Mahfud bahkan mengungkapkan bahwa selama menjabat Menko Polhukam, ia beberapa kali menyaksikan rivalitas antara pimpinan Kejaksaan dan Polri dalam berbagai forum koordinasi.
Ia juga mengingatkan, apabila pengawasan publik melemah, bukan tidak mungkin perkara tersebut justru kehilangan kekuatan hukumnya ketika telah berada di Kejaksaan.
"Kalau publik diam, bisa saja perkara ini tidak sampai P21 atau bahkan pasalnya berubah. Itu yang harus diwaspadai," katanya.

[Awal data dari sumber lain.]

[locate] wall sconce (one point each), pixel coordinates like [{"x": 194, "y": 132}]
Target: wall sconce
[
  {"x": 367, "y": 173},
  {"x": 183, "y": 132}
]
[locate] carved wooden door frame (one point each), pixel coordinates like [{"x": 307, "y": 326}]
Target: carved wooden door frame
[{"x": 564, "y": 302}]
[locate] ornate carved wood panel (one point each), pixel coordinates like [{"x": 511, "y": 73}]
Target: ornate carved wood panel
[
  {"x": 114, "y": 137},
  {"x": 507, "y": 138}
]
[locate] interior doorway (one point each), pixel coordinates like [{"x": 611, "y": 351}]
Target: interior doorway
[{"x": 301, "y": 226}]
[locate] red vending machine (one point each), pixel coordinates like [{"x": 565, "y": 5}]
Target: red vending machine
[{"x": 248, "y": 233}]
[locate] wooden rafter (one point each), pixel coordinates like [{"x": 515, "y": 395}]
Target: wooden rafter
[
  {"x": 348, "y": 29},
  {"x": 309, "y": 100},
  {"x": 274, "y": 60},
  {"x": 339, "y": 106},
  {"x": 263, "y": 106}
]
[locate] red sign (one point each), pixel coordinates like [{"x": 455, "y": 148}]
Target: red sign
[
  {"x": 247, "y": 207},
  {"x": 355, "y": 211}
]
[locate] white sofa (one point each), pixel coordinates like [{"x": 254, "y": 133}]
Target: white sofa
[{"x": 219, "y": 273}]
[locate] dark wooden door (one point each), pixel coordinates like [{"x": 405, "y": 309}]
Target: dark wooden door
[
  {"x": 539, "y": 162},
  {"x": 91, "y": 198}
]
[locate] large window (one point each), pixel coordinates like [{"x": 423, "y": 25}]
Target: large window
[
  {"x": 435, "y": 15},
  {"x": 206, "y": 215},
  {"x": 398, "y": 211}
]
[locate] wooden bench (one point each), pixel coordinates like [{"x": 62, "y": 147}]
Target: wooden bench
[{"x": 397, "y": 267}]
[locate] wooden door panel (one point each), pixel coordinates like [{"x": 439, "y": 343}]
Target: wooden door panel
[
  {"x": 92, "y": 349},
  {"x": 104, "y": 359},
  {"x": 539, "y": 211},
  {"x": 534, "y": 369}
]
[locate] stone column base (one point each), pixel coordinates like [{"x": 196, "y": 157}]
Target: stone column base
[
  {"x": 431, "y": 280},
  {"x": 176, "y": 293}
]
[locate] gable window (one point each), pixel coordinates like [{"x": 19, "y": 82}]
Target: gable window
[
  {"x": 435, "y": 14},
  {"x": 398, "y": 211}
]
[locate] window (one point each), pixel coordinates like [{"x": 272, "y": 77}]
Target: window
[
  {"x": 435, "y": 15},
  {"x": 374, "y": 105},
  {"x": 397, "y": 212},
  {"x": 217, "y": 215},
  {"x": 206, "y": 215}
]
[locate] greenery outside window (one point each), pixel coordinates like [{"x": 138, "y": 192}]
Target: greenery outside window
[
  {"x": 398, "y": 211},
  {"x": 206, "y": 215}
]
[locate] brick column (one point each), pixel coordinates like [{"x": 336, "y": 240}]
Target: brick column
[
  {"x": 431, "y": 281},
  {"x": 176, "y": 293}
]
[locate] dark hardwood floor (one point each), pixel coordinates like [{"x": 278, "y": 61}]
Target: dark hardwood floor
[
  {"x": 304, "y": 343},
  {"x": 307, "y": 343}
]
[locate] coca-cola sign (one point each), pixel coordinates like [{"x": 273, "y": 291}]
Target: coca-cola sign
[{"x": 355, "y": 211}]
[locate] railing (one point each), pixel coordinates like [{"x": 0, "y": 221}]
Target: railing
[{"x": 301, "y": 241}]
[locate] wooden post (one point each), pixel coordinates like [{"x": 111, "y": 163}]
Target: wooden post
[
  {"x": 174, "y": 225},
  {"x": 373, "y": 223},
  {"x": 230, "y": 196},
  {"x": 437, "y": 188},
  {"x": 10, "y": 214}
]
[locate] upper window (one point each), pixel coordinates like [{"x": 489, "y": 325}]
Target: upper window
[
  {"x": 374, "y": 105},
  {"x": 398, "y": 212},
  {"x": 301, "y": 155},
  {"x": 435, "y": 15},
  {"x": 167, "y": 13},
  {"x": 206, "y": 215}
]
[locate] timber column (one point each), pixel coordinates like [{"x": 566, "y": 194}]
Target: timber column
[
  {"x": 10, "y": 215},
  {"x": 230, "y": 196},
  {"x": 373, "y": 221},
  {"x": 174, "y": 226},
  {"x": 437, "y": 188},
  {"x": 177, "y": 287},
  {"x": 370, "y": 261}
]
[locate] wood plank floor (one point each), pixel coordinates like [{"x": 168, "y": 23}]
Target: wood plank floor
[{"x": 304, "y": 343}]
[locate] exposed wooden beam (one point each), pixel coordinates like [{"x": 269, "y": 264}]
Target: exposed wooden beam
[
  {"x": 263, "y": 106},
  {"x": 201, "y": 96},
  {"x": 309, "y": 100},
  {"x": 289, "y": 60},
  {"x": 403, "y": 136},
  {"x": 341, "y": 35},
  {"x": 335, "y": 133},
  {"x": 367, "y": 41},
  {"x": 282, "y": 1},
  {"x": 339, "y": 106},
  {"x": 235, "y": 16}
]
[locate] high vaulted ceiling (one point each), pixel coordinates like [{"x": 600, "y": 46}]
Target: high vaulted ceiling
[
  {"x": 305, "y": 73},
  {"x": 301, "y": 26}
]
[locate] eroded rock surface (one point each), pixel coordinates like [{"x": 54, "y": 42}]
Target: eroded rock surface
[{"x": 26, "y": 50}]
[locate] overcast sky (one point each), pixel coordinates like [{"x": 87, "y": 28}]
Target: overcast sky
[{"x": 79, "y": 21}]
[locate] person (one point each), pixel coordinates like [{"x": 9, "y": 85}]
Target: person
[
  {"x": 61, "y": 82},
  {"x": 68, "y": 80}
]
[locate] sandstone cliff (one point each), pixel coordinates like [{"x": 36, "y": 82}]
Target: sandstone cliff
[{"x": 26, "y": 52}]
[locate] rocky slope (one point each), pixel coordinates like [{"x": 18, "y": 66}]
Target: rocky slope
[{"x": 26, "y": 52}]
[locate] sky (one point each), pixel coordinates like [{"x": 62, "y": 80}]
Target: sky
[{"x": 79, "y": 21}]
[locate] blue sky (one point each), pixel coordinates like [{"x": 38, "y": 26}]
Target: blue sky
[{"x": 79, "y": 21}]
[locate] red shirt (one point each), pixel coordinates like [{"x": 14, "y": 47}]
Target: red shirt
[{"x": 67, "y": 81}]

Di sisi lain, Kortastipidkor Polri menegaskan pengalihan penyidikan dilakukan sebagai bentuk sinergi penegakan hukum. Kepala Kortastipidkor Polri Irjen Pol Totok Suharyanto menyebut keputusan tersebut merupakan hasil kesepakatan bersama.
Polri menyatakan sebelum perkara dialihkan, penyidik telah memeriksa 15 saksi dan dua ahli, menggeledah 13 lokasi di Jakarta dan Sentul, serta menetapkan dua tersangka, yakni Febrie Adriansyah dan seorang pengusaha berinisial DR.
Sementara itu, Kabag Ops Kortastipidkor Polri Kombes Pol Ahmad Yusuf Afandi menjelaskan seluruh administrasi penyidikan beserta barang bukti akan diserahkan secara bertahap kepada Kejaksaan Agung untuk melanjutkan proses hukum.